To celebrate hubby’s birthday we spent the day at Canada Place taking in Missions Fest . It got off to a great start with the first plenary session where Majed El Shafie told his story.
Majed was born into a prominent Muslim family in Cairo. He carried on the family tradition and trained as a lawyer. It was during his studies that he discovered it was illegal for Egyptians to build, rebuild or even repair Christian churches. His Christian friend Tamir avoided getting into head-on discussions with him about religious things, but he did give Majed a Bible. It was through reading it that Majed realized the differences between Islam and Christianity and discovered that Christianity offered a relationship with Someone who was alive. And so he made the decision to give his life and service to the Lord.
“Once you know the truth, you have two options,” he told us. “You are either part of the problem or the heart of the solution.”
He determined to help change things for Christians in Egypt and began a mission to bring the same legal rights to the Christian community as the Muslim community enjoyed.
After just two years his organization had grown to 24,000 Christians. One day he was arrested and thrown into Abu Zaabel prison in Cairo. “We know you,” his captors said, “and all about you. Now we want you to tell us the names of the people who work with you.”
Majed refused. And so the torture began.
The first day they shaved his head, and then plunged his head alternately into hot then cold water. He said it hurt a lot. But when they again demanded he name his compatriots, the feisty Majed said, “I didn’t have a shower for a long time. This felt good.”
On the second day they increased the torture when they hung him upside down, beat him till he was bloody, tore off one of his toenails. When he still refused to name his friends his captors told him the next day they would loose three dogs on him.
That night in the blackness of his cell Majed did the only thing he could– he prayed. He praised God for allowing him to let Him suffer, like Jesus had. Then he begged that God would let him die before the next day.
The next morning, still very much alive, he heard the dogs coming down the hallway, cowered in a corner, covered his face, listened, and waited. The jingling of the dogs’ neck chains and their panting grew ever louder, but then seemed to fade. He waited for their attack but when the silence continued, he looked up to see all three dogs sitting around him. Despite the jailer’s commands that they attack, the dogs just sat there.
“Something is wrong with these dogs,” the jailer said. But when he substituted three others, the same thing happened.
Majed spent a total of seven days in that prison, the last two and a half lashed to a cross. During that time they sliced open his shoulder and poured lemon juice and salt into his wounds. He still has flashbacks and nightmares from this.
That ordeal led to unconsciousness and he awoke in the hospital.
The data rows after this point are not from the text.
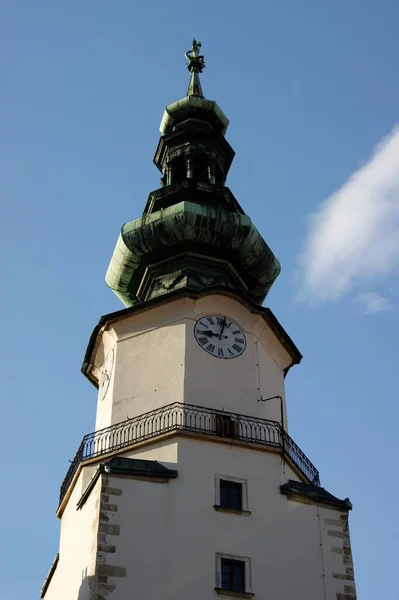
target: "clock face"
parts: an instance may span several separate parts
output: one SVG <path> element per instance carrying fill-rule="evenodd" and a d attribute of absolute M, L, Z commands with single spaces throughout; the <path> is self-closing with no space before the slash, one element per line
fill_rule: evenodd
<path fill-rule="evenodd" d="M 217 358 L 241 356 L 247 344 L 241 327 L 222 315 L 199 319 L 194 326 L 194 335 L 201 348 Z"/>
<path fill-rule="evenodd" d="M 103 364 L 103 369 L 101 371 L 100 381 L 98 384 L 98 393 L 99 393 L 100 400 L 103 400 L 105 398 L 105 395 L 108 391 L 108 386 L 111 381 L 113 366 L 114 366 L 114 349 L 111 348 L 111 350 L 109 350 L 109 352 L 105 358 L 105 361 Z"/>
He spent some time there and eventually escaped from Egypt to Israel and through Amnesty International and the United Nations, to the U.S.
This almost 29-year-old now lives in Toronto where he has started the human rights ministry One Free World International. It’s designed to defend persecuted Christians worldwide. Besides Toronto, it also has branches inWashington DC and Florida.
Majed challenged us to pray for the persecuted church. “Do you have a coffee or a tea every day?” he asked. “How long does it take you to drink it - five minutes, ten? Every time you get a coffee, let that be a reminder to spend one of those minutes in prayer for the persecuted church.”
Persecuted Christians are dying but they are still smiling. Men can kill the dreamer but no one can kill the dream. – Majed El Shafie
2 comments:
Dear Lord Jesus...please be with our brothers and sisters in chains for the gospel. Spare and help them and their loved ones and may your love shine through them that the whole world might be saved...or even just one. In Y'shuas name, Jesus. Amen.
. Mat 5:10 Blessed [are] they which are persecuted for righteousness' sake: for theirs is the kingdom of heaven.
Mat 5:11 Blessed are ye, when [men] shall revile you, and persecute [you], and shall say all manner of evil against you falsely, for my sake.
Mat 5:12 Rejoice, and be exceeding glad: for great [is] your reward in heaven: for so persecuted they the prophets which were before you.
Mat 5:13 Ye are the salt of the earth: but if the salt have lost his savour, wherewith shall it be salted? it is thenceforth good for nothing, but to be cast out, and to be trodden under foot of men. Mat 5:14 Ye are the light of the world. A city that is set on an hill cannot be hid.
Mat 5:15 Neither do men light a candle, and put it under a bushel, but on a candlestick; and it giveth light unto all that are in the house.
Mat 5:16 Let your light so shine before men, that they may see your good works, and glorify your Father which is in heaven.